I’ve been reading Susan McBride’s books for quite a while and always enjoyed her writing style. She writes with lots of humor and her murder/mystery novels are top notch.
Last week I saw that my library had “In the Pink: How I Met the Perfect (Younger) Man, Survived Breast Cancer, and Found True Happiness After 40” as an e book and I was compelled to borrow it. My good friend, who spent years fighting a blood cancer, multiple myeloma, which turned into Breast Cancer, had passed a day or so before I found the book.
Susan McBride and I are “friends” on Facebook and we’ve been following each other for a few years. She never hides anything from her friends and fans so I knew she had discovered her Breast Cancer about 12 years ago but when my friend passed from it earlier this month and I found Susan’s book I knew I had to read it.
No cancer is easy to deal with and Ms. McBride was incredibly forthcoming telling readers everything she had to deal with. The lumpectomy she went through, then when more cancer cells were found she had to undergo yet another operation. I won’t even begin about her radiation treatments which caused her skin to burn, bubble, turn some weird color, and cause her massive pain.

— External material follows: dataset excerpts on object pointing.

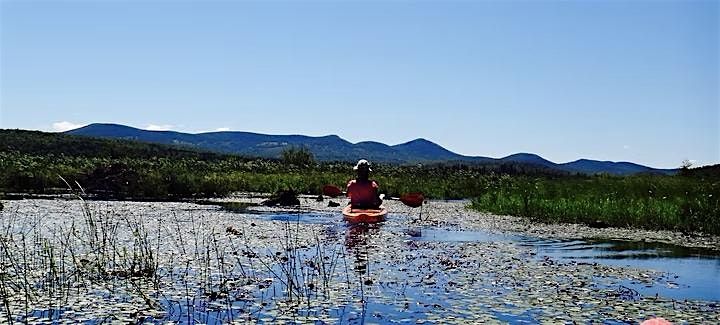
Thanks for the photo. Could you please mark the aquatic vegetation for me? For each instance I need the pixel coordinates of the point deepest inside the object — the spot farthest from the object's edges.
(157, 262)
(678, 203)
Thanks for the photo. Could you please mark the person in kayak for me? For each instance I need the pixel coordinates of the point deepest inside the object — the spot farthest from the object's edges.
(362, 191)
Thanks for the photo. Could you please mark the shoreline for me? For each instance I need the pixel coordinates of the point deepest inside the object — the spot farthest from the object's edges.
(450, 214)
(454, 214)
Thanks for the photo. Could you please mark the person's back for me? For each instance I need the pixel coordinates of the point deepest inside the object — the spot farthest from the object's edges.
(362, 191)
(363, 194)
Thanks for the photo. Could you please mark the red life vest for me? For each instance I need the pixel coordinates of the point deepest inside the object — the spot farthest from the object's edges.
(362, 193)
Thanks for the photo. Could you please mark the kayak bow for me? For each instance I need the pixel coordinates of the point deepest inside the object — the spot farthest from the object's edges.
(364, 215)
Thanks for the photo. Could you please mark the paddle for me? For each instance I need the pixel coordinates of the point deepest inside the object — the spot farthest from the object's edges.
(413, 200)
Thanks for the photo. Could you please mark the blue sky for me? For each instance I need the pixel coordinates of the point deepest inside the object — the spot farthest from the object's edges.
(610, 80)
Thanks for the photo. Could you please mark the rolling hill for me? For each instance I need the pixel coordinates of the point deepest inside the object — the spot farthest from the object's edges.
(334, 148)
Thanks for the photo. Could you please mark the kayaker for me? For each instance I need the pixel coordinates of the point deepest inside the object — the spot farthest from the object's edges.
(362, 191)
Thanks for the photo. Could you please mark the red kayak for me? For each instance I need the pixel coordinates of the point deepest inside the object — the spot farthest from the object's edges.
(364, 215)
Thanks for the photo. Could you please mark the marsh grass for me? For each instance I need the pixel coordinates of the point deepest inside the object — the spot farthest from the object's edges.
(172, 267)
(650, 202)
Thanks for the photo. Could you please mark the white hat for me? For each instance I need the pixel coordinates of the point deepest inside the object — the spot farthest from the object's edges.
(362, 163)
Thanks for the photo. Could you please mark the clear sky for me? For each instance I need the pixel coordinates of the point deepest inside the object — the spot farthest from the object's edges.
(610, 80)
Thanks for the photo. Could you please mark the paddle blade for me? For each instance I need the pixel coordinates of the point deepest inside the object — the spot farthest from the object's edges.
(332, 190)
(412, 200)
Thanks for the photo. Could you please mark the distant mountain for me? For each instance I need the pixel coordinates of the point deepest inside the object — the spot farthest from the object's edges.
(334, 148)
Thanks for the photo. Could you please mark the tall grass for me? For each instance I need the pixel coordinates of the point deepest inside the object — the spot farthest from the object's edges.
(651, 202)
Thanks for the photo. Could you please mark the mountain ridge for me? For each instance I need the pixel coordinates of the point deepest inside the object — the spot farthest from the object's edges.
(333, 147)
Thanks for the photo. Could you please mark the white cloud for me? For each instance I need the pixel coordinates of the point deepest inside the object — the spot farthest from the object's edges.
(65, 126)
(159, 127)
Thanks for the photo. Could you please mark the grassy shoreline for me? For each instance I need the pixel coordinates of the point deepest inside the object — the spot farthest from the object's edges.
(40, 163)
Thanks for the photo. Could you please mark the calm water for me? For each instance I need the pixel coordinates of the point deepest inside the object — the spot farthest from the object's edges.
(691, 273)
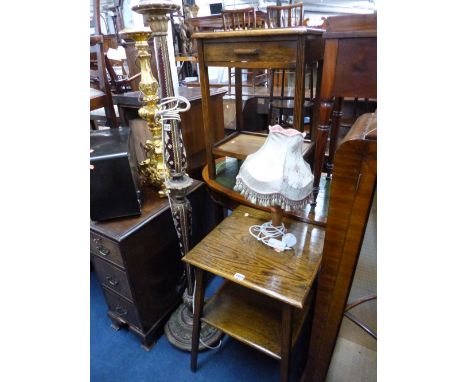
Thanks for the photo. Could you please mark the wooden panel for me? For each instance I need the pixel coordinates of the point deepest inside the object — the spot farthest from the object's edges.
(121, 308)
(265, 54)
(354, 183)
(356, 68)
(105, 248)
(250, 317)
(245, 144)
(286, 276)
(112, 277)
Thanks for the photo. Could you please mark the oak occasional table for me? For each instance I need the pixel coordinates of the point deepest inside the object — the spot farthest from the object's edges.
(266, 294)
(283, 48)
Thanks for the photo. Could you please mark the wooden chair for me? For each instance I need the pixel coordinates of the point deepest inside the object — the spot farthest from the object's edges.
(242, 19)
(285, 16)
(237, 19)
(100, 94)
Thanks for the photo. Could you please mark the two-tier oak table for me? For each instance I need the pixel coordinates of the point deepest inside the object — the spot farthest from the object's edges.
(266, 294)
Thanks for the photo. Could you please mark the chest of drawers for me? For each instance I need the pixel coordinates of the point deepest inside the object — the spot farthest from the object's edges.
(137, 261)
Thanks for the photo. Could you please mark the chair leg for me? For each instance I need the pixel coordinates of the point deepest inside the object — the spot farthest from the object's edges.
(198, 305)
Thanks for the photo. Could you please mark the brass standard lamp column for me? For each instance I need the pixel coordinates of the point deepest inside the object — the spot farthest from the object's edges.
(152, 169)
(179, 327)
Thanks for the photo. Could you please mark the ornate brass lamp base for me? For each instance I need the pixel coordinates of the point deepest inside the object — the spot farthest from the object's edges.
(178, 329)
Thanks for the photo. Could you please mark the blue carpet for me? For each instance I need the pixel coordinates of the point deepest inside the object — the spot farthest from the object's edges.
(116, 356)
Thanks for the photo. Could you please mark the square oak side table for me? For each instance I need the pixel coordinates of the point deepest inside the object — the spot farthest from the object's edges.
(266, 294)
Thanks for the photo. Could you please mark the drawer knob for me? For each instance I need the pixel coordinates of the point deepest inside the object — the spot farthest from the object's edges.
(247, 52)
(111, 281)
(103, 251)
(120, 310)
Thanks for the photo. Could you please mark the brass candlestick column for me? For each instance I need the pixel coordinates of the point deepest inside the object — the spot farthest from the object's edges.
(179, 327)
(152, 169)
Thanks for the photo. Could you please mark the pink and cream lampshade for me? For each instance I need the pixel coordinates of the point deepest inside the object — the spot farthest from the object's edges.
(277, 176)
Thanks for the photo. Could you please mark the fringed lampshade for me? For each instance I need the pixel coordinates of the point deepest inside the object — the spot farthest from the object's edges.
(276, 176)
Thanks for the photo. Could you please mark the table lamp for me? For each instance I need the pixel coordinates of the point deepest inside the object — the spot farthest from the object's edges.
(277, 176)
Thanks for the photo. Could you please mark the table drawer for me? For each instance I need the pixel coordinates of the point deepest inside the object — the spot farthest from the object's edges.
(106, 249)
(121, 307)
(112, 277)
(270, 53)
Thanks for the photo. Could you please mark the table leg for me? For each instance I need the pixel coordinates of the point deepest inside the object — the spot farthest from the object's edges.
(335, 129)
(206, 110)
(321, 138)
(198, 305)
(238, 87)
(299, 90)
(286, 324)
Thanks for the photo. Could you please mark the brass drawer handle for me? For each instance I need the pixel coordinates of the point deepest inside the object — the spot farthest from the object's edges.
(120, 310)
(247, 52)
(103, 251)
(111, 281)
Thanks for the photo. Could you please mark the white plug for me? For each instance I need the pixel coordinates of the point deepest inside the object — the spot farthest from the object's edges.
(289, 240)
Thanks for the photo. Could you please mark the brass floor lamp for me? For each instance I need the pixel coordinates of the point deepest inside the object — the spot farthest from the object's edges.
(162, 115)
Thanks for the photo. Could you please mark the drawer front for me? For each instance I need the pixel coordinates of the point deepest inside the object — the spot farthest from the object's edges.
(273, 54)
(121, 307)
(112, 277)
(106, 249)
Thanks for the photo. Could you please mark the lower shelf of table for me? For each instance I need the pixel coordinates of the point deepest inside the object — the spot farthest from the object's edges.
(251, 317)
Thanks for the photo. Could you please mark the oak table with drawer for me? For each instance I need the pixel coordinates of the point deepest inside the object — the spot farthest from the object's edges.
(266, 296)
(137, 261)
(283, 48)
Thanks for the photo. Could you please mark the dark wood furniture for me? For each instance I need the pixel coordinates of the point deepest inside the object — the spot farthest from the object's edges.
(266, 295)
(285, 16)
(137, 261)
(253, 49)
(242, 19)
(289, 48)
(191, 121)
(215, 22)
(349, 70)
(100, 94)
(237, 19)
(352, 193)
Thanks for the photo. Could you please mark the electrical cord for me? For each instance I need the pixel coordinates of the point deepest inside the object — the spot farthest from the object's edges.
(268, 234)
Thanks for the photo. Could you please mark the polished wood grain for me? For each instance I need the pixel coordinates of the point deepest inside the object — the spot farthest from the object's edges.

And while doing all this she was getting ready to marry her now husband, Ed, who is a little younger than her, maybe 12 years younger. (Go Susan!) Ed was her main support during all of this along with Ms. McBride’s mother and Ed’s mother.
More than anything, Susan and Ed wanted to have a baby but Susan was in her 40’s and sometimes it’s tough to become pregnant when you’re heading into your middle years. Then there was the cancer and her treatments that she had to consider.
The author did become pregnant but soon miscarried. Eventually she and Ed had a beautiful little girl, Emily Alice. Susan shows lots of pictures of this sweet child on her Facebook page and Emily really is a cutie.
“In The Pink” is maybe 120 pages long and can easily be read in one day. It’s something that all women should read. Susan was very lucky with her cancer even though it was not easy to fight, cancer is never easy to fight. Unfortunately, I know too many women who fought Breast Cancer and lost: my aunt, my two cousins, and friends. I also have friends who have won the battle … kind of. One woman I know has been in remission for a few years.
I wish I knew about this book last year when my friend was diagnosed with Breast Cancer. I would have bought it for her. It’s important for women to know that there is hope and that there are women who have beaten the disease and didn’t let the cancer stop them from their dreams of marriage, children, and writing their next best selling novel.
I give Susan McBride a ton of credit for writing this short book. It must have been very hard to remember and actually write about what she went through and what she’s still going through. Yes, you can beat cancer but you always have to keep an eye open because those nasty cells can come by for another visit at any time.
“In The Pink” is a positive book and not just for victims of cancer but for everyone, mostly women though, who have been told that once you hit 40 there’s more of a chance of getting hit by lightning than finding a husband; or that once you’re a little older you can’t have a baby; or that you cannot do something that you really want to do.